C’est, semble-t-il, une première mondiale, lancée à Cannes il y a un an en présence de Martin Scorsese. Et une idée de génie(s). Qui dépasse le simple cadre dans lequel elle s’épanouit. Agnès Varda avait le goût de la transmission chevillée à sa petite caméra. Ses enfants ont bien appris sa leçon, qui comptent aussi proposer les images inédites tournées par la réalisatrice.

Il faudrait mille initiatives de ce genre. D’autant qu’elle est soutenue par des acteurs publics (CNC, Cinémathèque, INA, Institut Lumière…) et privés (Netflix, MK2 films, Chanel…). C’est donc possible. A l’heure où chacun cherche son chat et surtout un moyen de faire revenir les jeunes en salles et les détourner de tic tak tok, au moment où la Ministre de la culture souhaite ardemment que les “œuvres puisse être accessibles à tous les publics et sur tous les territoires”, à l’instant où les dispositifs cinéma à l’école, au collège ou au lycée souffrent de la désaffection des profs, poussés par le Ministère de l’Éducation nationale à s’occuper de ce qui les regarde, et de rien d’autre, à la seconde où l’IAïe discute en circuit fermé avec elle-même, réinventer le cinéma n’est pas moins important.

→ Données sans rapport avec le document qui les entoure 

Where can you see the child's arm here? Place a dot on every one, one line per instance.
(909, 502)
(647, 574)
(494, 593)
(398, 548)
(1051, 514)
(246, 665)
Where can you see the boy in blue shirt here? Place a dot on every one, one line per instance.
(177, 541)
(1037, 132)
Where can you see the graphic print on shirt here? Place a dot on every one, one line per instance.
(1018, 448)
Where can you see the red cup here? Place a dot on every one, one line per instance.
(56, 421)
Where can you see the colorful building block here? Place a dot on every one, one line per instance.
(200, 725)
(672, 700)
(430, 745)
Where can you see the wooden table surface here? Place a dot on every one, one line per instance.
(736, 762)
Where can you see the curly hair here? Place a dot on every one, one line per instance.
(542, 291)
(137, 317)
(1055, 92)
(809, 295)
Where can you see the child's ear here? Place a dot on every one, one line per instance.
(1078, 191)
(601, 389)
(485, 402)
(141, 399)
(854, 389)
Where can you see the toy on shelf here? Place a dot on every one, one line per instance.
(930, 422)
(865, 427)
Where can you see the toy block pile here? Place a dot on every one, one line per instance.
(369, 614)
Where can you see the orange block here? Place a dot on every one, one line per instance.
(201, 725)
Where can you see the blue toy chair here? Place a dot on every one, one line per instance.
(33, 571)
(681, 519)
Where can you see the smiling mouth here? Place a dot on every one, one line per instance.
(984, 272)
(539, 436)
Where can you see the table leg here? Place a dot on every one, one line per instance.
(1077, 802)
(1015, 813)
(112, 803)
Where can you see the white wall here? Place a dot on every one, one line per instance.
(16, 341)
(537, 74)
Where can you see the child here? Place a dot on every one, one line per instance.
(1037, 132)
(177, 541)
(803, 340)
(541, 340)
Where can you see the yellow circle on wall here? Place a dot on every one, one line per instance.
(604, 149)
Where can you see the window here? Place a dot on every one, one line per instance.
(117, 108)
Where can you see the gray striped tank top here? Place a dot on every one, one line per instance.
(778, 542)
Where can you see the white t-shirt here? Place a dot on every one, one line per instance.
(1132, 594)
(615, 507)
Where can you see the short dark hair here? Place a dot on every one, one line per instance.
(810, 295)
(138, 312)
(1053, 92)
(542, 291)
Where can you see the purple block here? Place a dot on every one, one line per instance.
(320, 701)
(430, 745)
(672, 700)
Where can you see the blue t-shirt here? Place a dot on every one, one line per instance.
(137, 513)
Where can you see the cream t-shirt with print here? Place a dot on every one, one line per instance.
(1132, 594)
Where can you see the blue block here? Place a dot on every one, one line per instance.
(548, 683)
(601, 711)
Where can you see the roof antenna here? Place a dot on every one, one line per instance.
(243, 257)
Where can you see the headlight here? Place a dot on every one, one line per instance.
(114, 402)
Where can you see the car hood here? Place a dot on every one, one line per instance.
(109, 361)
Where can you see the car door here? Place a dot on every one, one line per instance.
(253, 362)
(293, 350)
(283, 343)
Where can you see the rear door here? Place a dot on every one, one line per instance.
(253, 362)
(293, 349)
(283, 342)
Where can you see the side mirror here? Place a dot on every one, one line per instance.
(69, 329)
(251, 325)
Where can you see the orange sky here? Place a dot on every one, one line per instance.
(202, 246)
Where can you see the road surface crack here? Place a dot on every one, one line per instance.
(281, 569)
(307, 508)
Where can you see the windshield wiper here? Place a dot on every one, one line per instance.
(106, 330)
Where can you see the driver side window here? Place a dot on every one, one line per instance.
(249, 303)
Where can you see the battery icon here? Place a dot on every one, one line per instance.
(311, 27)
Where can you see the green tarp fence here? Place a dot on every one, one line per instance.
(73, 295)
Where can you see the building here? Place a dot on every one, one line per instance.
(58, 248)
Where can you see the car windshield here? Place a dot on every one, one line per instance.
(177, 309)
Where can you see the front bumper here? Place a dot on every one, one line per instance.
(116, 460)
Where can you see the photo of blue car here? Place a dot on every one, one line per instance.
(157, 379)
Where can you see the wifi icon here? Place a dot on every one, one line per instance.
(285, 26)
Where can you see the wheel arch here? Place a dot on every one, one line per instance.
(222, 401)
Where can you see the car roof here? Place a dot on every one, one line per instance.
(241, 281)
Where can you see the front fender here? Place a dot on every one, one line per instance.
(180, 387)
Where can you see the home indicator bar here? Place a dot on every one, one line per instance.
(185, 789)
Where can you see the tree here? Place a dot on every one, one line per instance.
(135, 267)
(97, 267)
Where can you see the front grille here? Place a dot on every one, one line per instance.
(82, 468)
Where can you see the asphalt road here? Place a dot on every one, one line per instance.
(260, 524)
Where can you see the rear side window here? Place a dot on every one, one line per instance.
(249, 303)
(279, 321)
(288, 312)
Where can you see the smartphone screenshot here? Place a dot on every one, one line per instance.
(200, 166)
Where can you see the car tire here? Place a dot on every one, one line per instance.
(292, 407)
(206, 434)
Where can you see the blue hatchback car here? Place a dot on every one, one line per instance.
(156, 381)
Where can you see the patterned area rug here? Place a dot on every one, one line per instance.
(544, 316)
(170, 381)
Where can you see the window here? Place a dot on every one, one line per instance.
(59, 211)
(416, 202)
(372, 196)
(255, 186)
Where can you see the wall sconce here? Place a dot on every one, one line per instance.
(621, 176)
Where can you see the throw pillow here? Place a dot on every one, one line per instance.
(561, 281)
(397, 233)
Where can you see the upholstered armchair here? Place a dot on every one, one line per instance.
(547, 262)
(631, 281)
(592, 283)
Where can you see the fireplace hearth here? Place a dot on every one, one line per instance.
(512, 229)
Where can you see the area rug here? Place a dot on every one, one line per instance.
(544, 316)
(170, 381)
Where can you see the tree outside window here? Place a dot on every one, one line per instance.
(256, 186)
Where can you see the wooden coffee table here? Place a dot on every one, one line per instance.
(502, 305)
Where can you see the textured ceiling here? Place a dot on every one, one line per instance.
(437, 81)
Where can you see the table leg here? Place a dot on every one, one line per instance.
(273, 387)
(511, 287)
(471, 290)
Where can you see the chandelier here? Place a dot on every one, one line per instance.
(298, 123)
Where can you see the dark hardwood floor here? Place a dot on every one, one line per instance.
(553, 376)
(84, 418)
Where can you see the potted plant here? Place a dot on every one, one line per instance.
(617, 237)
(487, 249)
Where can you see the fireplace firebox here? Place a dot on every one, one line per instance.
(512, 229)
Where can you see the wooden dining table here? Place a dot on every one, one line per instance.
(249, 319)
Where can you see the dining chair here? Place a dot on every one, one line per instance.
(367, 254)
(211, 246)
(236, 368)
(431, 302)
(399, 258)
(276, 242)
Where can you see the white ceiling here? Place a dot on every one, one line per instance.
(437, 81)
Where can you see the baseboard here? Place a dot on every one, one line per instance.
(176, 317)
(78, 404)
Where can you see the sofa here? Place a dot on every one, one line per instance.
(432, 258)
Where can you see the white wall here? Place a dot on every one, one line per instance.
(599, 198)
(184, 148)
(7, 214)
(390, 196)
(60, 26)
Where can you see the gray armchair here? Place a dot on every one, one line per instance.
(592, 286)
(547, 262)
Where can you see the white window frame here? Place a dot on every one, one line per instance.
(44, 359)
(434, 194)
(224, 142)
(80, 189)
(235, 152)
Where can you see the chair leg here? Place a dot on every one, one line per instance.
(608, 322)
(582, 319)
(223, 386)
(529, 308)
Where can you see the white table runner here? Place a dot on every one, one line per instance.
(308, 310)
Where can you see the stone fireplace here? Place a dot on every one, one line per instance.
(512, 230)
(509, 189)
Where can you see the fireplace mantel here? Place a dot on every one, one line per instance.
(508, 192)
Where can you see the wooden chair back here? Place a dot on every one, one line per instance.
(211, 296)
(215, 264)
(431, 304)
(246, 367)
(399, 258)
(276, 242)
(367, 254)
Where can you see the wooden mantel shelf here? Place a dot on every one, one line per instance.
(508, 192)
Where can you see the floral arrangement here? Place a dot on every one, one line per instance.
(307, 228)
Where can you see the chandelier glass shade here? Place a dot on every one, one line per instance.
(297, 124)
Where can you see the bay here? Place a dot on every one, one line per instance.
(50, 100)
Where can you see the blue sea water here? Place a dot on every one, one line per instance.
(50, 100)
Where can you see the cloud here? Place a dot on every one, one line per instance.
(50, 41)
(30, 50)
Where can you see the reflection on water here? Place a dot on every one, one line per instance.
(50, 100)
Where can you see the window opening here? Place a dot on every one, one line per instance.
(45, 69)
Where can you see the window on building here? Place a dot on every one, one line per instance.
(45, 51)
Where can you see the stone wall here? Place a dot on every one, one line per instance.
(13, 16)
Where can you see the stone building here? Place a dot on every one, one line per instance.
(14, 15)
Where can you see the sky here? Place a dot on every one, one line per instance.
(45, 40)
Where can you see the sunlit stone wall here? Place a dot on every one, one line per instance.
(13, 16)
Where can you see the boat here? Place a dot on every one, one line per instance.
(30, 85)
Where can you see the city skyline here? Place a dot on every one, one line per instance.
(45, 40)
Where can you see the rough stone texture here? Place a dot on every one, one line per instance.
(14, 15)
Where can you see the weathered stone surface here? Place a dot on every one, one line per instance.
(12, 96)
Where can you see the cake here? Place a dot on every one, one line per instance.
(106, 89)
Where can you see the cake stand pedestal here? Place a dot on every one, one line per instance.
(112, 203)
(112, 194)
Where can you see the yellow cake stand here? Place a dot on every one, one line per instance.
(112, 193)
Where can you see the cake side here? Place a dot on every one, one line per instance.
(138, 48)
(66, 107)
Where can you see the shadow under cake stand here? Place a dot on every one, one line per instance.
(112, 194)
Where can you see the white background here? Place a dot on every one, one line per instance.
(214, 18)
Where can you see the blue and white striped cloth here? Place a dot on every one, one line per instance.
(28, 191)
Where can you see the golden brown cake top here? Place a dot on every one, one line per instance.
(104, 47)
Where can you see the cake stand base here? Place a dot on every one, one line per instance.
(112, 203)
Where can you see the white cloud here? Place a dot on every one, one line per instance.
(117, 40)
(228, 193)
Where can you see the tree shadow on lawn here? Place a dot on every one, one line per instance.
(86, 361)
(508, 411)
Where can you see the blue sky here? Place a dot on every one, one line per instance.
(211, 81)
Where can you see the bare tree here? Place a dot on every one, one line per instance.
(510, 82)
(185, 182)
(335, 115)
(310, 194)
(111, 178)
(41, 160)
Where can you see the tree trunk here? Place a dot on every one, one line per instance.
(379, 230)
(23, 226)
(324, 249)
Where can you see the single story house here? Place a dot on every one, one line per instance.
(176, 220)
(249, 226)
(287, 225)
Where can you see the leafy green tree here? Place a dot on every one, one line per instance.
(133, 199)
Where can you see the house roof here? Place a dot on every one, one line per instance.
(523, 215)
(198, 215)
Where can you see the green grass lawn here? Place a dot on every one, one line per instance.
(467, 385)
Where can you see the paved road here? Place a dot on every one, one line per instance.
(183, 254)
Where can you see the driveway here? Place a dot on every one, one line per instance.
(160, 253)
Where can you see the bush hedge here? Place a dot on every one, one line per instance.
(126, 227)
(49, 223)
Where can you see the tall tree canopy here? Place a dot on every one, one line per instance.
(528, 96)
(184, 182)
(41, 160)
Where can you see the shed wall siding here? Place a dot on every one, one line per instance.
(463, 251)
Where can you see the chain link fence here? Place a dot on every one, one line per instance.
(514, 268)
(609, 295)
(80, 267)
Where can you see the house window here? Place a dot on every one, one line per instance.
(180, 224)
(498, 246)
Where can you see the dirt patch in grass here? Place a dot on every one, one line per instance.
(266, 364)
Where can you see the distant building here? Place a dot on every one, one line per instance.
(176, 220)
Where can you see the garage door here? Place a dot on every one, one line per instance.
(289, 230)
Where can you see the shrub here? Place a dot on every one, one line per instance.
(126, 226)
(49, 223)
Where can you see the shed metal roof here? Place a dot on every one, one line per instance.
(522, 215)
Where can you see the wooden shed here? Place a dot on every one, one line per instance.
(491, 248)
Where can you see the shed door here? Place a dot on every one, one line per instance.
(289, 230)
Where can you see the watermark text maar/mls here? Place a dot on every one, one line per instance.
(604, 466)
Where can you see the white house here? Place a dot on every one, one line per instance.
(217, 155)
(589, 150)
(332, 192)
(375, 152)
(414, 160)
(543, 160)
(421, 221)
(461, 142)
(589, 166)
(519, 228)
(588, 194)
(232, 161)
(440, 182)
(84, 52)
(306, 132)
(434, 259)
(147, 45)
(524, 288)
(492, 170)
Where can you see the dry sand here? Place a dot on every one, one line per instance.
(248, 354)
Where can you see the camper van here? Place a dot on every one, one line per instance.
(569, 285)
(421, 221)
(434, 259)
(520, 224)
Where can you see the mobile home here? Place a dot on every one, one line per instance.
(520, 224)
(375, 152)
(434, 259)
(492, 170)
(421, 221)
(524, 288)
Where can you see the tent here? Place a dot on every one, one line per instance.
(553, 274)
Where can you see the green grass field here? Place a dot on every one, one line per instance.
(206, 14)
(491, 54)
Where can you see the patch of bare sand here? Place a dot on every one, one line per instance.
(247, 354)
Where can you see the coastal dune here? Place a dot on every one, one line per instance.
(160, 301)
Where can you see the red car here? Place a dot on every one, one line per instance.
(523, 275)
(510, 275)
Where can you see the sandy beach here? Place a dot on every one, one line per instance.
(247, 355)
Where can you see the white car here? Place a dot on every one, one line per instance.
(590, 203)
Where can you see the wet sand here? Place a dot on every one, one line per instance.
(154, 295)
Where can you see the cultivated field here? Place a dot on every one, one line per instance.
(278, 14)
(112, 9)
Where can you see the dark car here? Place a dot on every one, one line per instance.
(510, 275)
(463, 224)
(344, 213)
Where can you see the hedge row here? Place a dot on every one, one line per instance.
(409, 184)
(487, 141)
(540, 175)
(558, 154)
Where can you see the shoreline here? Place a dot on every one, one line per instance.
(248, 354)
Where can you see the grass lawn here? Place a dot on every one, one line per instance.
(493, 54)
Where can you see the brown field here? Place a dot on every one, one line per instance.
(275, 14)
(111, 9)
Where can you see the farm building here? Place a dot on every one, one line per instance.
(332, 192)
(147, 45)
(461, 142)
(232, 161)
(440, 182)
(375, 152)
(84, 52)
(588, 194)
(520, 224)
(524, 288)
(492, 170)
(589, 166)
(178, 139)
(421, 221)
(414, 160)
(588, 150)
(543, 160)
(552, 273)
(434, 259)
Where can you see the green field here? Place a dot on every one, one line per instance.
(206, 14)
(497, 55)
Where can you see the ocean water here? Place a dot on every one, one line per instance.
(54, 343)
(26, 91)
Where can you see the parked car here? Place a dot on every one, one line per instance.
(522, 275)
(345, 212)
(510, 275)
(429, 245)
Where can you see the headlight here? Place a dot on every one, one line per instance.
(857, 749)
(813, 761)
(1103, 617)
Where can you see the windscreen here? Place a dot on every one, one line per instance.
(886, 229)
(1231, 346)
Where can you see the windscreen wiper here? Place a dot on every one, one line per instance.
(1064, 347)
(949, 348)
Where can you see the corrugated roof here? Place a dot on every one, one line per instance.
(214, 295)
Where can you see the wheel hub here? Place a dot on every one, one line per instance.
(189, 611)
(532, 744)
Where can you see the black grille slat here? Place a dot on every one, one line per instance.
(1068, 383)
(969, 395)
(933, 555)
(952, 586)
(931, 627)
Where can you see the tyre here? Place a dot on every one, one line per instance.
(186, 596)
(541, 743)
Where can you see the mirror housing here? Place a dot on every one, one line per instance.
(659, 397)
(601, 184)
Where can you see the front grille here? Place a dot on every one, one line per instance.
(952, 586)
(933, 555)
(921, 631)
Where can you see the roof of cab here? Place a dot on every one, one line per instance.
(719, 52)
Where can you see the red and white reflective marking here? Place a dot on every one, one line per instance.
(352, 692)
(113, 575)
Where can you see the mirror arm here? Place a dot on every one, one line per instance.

Aujourd’hui, la technologie permet ce large partage et l’utilisation de ce grand terrain de jeu/je qu’est l’univers d’un artiste. J’ai vu un étudiant remonter la scène de l’avion dans La Mort aux trousses d’Hitchcock sans utiliser les plans avec l’avion. C’était formidable d’invention. Car il s’agit bien, aussi, de jouer. De s’amuser. De créer. D’essayer. De se tromper. De réussir. En trois mots : d’être acteur. C’est sans doute ce qui manque le plus : redonner la parole, et, en l’occurrence, la main, à toutes celles et ceux dont les institutions voudraient s’occuper. Faut y aller. Vraiment. Franchement. Le (jeune) public n’est pas un mouton que l’on pousse à brouter, il faut qu’il se sente concerné pour retrouver la frite.